202998Re: Gilgamesh question. --Pretty well OT
- May 5, 2014It seems like there is a Portuguese version translated from the original
Akkadian, but i was unable to find in online, and it seems like the one i
found was translated from the English version.
2014-05-05 16:09 GMT-03:00 Siva Kalyan <sivakalyan.princeton@...>:
> It is of course possible that the Portuguese translation was based on the
> English (depending on how many Portuguese-speaking Sumerologists there
> 2014年5月6日火曜日、Roman Rausch<aranwe@...>さんは書きました:
> > >Gilgamesh went abroad in the world, but he met with none who could
> > >withstand his arms till he came to Uruk.
> > [...]
> > >Does anyone here speak/read Akkadian or Sumerian?

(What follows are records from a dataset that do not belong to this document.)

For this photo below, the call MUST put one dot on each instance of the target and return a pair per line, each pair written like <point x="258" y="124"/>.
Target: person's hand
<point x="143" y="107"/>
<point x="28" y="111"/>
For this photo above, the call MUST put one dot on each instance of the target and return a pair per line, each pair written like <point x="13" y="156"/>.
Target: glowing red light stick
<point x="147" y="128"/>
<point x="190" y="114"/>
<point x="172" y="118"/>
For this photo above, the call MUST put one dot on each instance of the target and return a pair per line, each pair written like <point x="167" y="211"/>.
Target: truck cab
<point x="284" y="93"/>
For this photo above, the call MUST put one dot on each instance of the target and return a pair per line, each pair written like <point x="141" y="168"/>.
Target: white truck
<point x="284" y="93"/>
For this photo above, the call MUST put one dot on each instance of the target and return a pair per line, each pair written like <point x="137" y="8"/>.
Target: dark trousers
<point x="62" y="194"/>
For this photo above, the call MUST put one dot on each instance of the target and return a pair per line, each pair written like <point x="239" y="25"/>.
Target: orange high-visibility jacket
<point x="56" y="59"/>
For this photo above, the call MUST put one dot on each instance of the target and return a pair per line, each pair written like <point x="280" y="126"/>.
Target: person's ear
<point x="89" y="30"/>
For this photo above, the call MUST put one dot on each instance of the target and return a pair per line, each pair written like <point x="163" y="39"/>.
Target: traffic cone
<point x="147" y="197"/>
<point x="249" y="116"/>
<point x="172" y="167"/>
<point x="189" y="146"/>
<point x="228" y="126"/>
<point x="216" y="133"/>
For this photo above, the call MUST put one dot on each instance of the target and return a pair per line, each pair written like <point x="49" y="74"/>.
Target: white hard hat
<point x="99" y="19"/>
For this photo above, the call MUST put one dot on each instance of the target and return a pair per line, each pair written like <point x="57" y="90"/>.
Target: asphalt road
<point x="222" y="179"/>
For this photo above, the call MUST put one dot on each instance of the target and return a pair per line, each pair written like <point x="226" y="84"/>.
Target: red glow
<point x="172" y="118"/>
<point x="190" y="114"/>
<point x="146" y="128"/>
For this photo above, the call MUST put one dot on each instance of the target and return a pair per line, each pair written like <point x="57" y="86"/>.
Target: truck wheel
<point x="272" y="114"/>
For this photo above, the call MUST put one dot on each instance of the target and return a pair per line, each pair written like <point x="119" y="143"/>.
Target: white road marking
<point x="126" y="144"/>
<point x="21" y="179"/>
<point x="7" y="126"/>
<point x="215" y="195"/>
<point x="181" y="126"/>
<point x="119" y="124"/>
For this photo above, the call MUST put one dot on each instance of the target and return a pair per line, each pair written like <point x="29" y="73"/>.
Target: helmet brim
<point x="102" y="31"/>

What is the word here
> > translated as arms?
> > > Which sort of arm does it mean?
> > This is a really free prose translation. The closest thing which the
> > original Akkadian seems to have is line 65 of tablet 1: _ul īši
> > tebû kakkūšu_ 'he has no rival, his weapons are ready' where the used
> > is _kakku(m)_ 'weapon' (a loanword from Sumerian _kak_), pl. _kakkū_,
> > masc. poss. _kakkūšu_ 'his weapons'. The word for 'arm' in the body part
> > sense is _aḫu(m)_ (<ḫ> = [x]).
> > For a line-by-line translation of the Akkadian text, you can download
> > Andrew George's book from here, btw:
> > http://eprints.soas.ac.uk/1603/
> > >Or does it have the same polysemy as the English word?
> > Is it really polysemy in English? I would rather say it's accidental
> > homophony since the meaning 'weapon' is from French, and the two don't
> > to interact further, as far as I'm aware. (Unless perhaps in 'sidearm'?